(ﺁﺑﺪﻩ) i. (Arapça ebed “sonu olmayan gelecek zaman”dan ābide) [Türkçe’de türetilmiştir]
1. Bir kişiyi, bir olayı gelecek nesillere hatırlatmak, değerini tanıtmak için yapılan heykel veya mîmârî eser, anıt: “Çanakkale âbidesi.”
Gemiden bizim hiçbir âbidemiz, hiçbir tümseğimiz görünmüyor (Rûşen E. Ünaydın).
2. Yılların, yüzyılların ötesine kalacak değerde mîmârî eser:
Pek eski bir âbide olan Yeşil Câmi’in bu yenilik hâli işte bu tâmirden ileri geliyor (Ahmet Hâşim).
3. Bir düşünce, duygu veya hâlin bütün özelliklerini kendinde toplamış olan; o düşünce, duygu veya hâlin timsâli, sembolü durumunda bulunan şey veya kimse [Bu anlamda isim tamlamasının ikinci öğesi durumundadır]: “Güzellik âbidesi.” “Fazîlet âbidesi.”
Fakat ana da baba da günün birinde onların yetişip birer insanlık âbidesi olacaklarından habersiz bulunuyorlardı (Sâmiha Ayverdi).

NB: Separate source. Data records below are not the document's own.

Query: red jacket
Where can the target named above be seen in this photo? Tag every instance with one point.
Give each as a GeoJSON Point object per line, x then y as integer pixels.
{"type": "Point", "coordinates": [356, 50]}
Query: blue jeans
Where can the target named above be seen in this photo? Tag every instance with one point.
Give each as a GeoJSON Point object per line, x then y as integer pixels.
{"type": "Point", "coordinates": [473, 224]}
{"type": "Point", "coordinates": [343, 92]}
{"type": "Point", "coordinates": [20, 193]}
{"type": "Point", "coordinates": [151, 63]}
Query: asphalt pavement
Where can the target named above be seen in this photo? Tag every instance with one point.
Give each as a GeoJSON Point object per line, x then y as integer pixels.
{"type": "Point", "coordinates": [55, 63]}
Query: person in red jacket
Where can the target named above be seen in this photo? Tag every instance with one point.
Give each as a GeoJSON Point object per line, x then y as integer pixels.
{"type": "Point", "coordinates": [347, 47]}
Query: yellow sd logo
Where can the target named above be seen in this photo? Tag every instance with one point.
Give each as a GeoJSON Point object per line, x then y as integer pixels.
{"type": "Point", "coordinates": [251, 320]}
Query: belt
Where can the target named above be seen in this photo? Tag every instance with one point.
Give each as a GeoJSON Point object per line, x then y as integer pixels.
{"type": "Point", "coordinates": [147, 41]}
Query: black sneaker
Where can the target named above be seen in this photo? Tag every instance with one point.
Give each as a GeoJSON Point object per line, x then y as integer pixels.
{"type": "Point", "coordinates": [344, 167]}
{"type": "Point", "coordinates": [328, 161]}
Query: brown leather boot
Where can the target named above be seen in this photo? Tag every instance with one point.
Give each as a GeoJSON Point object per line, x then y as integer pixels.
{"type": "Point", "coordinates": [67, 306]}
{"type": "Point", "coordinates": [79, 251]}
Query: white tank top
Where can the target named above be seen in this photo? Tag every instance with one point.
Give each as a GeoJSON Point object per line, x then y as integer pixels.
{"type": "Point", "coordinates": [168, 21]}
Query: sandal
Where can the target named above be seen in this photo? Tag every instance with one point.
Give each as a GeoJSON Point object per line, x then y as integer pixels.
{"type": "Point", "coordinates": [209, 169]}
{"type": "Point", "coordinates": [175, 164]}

Hele o Mesaj filmi bir sanat hârikası, bir sanat hâdisesi, bir sanat âbidesi (Ergun Göze).
4. sıf. Yüzyılların ötesine kalacak değerde olan, âbideleşmiş:“Âbide şahsiyetler.”
Kâşgarlı Mahmud, devrinde büyük himmet göstermiş, âbide eser yazmış, aziz vazîfe görmüş tam bir Türk büyüğüdür (Nihad S. Banarlı).